There once was a man who was incapable of forgetting. His memories never faded. The friend who told me this story during an eighth-grade assembly cast the man as a skinny, tormented 40-year-old who lived with his mother. His past completely infiltrated his present. And it always sucked. Memories of painful moments smarted for obvious reasons, but even the memories of joyful times stung because they were over. He took to hiding alone in his bedroom. His mother brought him Salisbury steak TV dinners. After the Bed, Bath & Beyond episode, I imagined myself in a similar scenario, except with my friends in place of the mother, bringing me Tasti-D-Lite. I was determined once I got home to purge my iTunes library of every song that made me feel bad.

These songs point to parts of my history—as markers, they’re perhaps my most reliable paths to the past.I was also starting to wonder if my experience was rooted in universal human biology or if I was a freak. In 1998, Steven M. Smith of Texas A&M published a paper in the American Journal of Psychology about the relationship between music and memory. He found that people recall a list of words best while listening to the same music they had heard when first memorizing the list. Granted, he didn’t focus on the participants’ emotional reaction to their memories (who reacts emotionally to a list of random words?), but it’s a logical conclusion that if a memory that music helps facilitate is intensely charged, the music itself would inspire a strong reaction, too.

And it turns out I’ve loaded a lot of charged-memory triggers into my iPod. I hadn’t noticed before because when they played when I didn’t feel like hearing them, I’d skip to the next song without thought; forcing myself to hear them, to really listen to them and relive their associations out of obligation, made me literally sick to my stomach.

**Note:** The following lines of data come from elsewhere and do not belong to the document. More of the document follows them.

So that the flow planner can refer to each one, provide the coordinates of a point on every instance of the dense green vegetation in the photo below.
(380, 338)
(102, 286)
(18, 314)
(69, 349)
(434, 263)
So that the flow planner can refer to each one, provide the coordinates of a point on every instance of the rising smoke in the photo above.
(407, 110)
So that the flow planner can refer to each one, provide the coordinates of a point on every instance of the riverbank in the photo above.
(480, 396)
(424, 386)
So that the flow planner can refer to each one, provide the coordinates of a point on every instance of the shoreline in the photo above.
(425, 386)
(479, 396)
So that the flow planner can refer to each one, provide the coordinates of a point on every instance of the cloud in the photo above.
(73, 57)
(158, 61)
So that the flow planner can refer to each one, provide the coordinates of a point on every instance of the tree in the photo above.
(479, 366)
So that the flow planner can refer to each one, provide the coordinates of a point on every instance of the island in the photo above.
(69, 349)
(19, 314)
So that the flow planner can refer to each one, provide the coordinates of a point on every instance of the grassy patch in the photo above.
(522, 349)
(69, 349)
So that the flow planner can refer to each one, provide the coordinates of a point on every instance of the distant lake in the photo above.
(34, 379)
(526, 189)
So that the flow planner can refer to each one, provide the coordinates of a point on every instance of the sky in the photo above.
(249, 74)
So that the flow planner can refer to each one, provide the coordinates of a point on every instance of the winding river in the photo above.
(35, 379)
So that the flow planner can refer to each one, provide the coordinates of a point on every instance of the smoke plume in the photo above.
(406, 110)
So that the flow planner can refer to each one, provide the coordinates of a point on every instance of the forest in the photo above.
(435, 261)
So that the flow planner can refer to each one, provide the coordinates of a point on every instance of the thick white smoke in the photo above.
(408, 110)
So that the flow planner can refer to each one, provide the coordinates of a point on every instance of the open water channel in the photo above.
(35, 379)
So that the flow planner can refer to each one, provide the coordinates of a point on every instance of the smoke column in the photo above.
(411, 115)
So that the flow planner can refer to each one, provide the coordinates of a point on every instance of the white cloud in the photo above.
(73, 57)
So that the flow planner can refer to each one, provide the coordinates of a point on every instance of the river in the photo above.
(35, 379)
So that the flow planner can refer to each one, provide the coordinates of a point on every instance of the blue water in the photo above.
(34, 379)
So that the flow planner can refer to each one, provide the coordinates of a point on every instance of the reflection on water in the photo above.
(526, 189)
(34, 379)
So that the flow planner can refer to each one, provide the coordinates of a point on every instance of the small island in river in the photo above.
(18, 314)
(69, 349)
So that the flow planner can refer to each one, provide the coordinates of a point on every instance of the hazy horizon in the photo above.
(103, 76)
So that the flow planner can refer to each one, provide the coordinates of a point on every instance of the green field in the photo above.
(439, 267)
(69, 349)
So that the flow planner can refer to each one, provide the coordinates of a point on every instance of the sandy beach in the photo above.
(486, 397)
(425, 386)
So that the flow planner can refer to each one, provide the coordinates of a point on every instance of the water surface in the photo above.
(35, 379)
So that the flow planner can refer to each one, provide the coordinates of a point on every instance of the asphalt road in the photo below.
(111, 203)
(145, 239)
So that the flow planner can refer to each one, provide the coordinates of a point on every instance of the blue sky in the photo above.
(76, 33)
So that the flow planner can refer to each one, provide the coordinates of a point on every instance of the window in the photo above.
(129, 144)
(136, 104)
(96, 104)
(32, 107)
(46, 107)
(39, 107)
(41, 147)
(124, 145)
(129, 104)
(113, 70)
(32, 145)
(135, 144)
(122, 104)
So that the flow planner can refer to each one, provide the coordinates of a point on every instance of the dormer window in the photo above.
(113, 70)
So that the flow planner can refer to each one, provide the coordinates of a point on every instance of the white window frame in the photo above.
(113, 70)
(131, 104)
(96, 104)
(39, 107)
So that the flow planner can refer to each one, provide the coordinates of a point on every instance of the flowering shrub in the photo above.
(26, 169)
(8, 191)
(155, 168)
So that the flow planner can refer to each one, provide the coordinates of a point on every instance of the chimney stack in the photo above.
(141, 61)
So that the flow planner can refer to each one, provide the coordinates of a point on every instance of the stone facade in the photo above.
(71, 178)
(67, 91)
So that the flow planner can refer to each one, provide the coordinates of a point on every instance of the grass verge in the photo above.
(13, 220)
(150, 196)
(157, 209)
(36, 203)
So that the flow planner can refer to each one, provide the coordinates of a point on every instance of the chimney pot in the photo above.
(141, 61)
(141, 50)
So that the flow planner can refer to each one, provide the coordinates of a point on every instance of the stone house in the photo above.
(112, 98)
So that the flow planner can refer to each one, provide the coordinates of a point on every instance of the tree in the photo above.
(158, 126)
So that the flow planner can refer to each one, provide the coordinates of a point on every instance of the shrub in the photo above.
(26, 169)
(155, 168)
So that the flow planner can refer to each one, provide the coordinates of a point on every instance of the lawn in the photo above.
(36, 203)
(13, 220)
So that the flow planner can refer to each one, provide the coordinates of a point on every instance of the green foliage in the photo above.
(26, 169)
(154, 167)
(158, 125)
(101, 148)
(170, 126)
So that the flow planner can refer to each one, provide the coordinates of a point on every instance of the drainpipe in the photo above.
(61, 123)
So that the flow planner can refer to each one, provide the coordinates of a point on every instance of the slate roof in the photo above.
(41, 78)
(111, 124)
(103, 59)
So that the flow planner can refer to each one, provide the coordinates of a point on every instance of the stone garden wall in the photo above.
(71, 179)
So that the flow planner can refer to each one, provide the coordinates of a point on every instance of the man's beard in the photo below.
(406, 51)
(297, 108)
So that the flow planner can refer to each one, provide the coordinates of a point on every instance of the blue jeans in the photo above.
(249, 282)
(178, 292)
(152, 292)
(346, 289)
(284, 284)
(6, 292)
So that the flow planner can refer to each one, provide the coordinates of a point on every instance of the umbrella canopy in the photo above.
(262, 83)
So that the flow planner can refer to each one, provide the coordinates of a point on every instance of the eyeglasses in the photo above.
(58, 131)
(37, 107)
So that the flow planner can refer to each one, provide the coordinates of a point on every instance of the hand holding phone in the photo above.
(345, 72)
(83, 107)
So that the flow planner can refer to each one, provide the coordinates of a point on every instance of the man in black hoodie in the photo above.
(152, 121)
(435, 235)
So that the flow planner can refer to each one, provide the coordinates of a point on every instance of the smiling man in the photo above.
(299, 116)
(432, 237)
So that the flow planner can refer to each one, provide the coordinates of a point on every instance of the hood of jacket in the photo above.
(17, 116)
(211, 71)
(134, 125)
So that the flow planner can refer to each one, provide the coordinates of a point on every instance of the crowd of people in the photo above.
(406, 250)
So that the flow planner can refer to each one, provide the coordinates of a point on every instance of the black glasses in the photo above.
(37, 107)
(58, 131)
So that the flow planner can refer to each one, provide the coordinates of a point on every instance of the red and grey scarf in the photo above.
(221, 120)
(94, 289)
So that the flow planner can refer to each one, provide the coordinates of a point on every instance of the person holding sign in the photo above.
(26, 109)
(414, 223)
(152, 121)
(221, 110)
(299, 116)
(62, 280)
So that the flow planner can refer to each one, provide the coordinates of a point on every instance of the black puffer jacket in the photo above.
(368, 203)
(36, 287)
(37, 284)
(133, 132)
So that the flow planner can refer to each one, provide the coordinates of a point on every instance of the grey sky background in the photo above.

I returned home feeling raw. The phone rang as I unlocked the door and without looking at the caller ID, I turned off the ringer. It was as though I’d spent the day staring at dead-pet photo albums while smelling my former lovers’ shirts.

Even though it was time to abandon my project, when it came time to fire up iTunes (and then set it on fire) I couldn’t erase a single song. The Magnetic Fields had to stay. So did the Strokes’ “12:51,” even though it had arrived in my library by way of an ex-boyfriend’s mix CD. These songs point to parts of my history—as markers, they’re perhaps my most reliable paths to the past. Even if a song like “12:51” reminds me of the hours I spent envisioning lifelong happiness with a man who lost interest in me after a month, that memory is still invaluable in its own excruciating way. My past is inextricably, intimately mine, and I don’t want to remove any trace of it.

But I do want to choose when I remember it.